【Operating System】Go Runtime's MADV_FREE memory release issue

Posted by Hao Liang's Blog on Saturday, November 27, 2021

1. Background

Related issues:

runtime: memory not being returned to OS #22439

runtime: provide way to disable MADV_FREE

When using applications compiled with go 1.12~1.15, it often happens that after the application is started, the resident memory RSS continues to increase as the running time increases, and the memory is never released.

2. Issue Analysis

Use pprof to analyze various memory usage in Go Runtime. The following is the meaning of various memories in pprof:

Reference: Go pprof memory indicator meaning memo

// The total number of bytes requested from the OS
// It is the sum of the various XxxSys indicators below. Contains the sum of the runtime heap, stack, and other internal data structures.
// It is virtual memory space. Not all are mapped into physical memory.
Sys

// see `Sys`
HeapSys

// The number of bytes of objects still in use and unused objects that have not been released by GC
// It should be smooth at ordinary times, but may appear jagged during gc.
HeapAlloc

//The number of bytes of the object in use.
// One detail is that if a span can contain multiple objects, as long as one object is in use, the entire span is counted.
// `HeapInuse` - `HeapAlloc` is memory reserved in GC and can be used quickly.
HeapInuse
//Memory that has been returned to the OS. Memory that has not been allocated again by the heap.
HeapReleased

//The number of bytes of unused span.
// This part of memory can be returned to the OS, and also contains `HeapReleased`.
// Can be applied for again, even used as stack memory.
// `HeapIdle` - `HeapReleased` is reserved by GC.
HeapIdle

/// ---

// Same as `HeapAlloc`
Alloc

// Accumulated `Alloc`
// Accumulation means that it will continue to increase cumulatively after the program is started and will never decrease.
TotalAlloc

Lookups = 0

// Cumulative number of allocated heap objects
Mallocs

// Cumulative number of released heap objects
Frees

// Number of surviving objects.

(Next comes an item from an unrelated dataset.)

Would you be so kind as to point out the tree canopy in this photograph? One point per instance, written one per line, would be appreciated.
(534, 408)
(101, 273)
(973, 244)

See `HeapAlloc`
// HeapObjects = `Mallocs` - `Frees`
HeapObjects

// ---
// The meaning of Inuse in XxxInuse below and the meaning of Sys in XxxSys are basically the same as `HeapInuse` and `HeapSys`
// There is no XxxIdle because they are all included in `HeapIdle`

// StackSys is basically equal to StackInuse, plus system thread-level stack memory
Stack = StackInuse / StackSys

// Memory used for MSpan structure
MSpan = MSpanInuse/MSpanSys

// Memory used for MCache structure
MCache = MCacheInuse/MCacheSys

// The following are the memory statistics of XxxSys used by the underlying internal data structures
BuckHashSys
GCSys
OtherSys

// ---
// The following is related to GC

// The trigger threshold for the next GC. When HeapAlloc reaches this value, GC will be triggered.
NextGC

// The unix timestamp of the most recent GC
LastGC

// Start unix timestamp and end unix timestamp of GC in each cycle
// There may be 0 GCs in a cycle, or there may be multiple GCs. If there are multiple GCs, only the last one will be recorded.
PauseNs
PauseEnd

// GC times
NumGC

// The number of times the application forces GC
NumForcedGC

// The total CPU resources occupied by GC. between 0~1
GCCPUFraction

Under normal circumstances, as HeapReleased increases, RSS will decrease (Go Runtime returns used memory to the OS through GC), and through pprof, it is observed that as HeapReleased increases, RSS Still maintains the original value and has not declined. Why does this strange phenomenon happen?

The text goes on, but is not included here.